Meanwhile, my friends had started baking challahs and I had to try. Working DIY style at home I make every possible mistake . Some weeks my loaves were as dry as doorstops. Sometimes they tasted like stale coffee cake. Yet I kept chugging and , thank G-d my challahs today are light and fluffy and yummy!
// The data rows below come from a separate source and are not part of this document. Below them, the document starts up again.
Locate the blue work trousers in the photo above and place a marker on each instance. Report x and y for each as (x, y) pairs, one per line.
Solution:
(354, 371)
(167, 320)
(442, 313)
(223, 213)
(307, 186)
Now as to other breads, I never bothered. Mid week breadbaking? Who had time for such things? Let me tell you, once you get into the swing of it, bread baking can be almost as easy as boiling up a pot of pasta. If you use whole grain flour, your bread will be healthier and cheaper than store bought and slipping whole grains into bread is the best way to get them into my kids’ bellies.

This week’s recipe. Na’an or Afghani Flatbread comes from Gil Marks’s Encylopedia of Jewish Food . I baked a batch on Sunday, when I was fasting and feeling too weak to drive to the bakery. If you have a standing mixer, Na’an takes minute to put together. Rising and baking time are relatively short especially on hot days.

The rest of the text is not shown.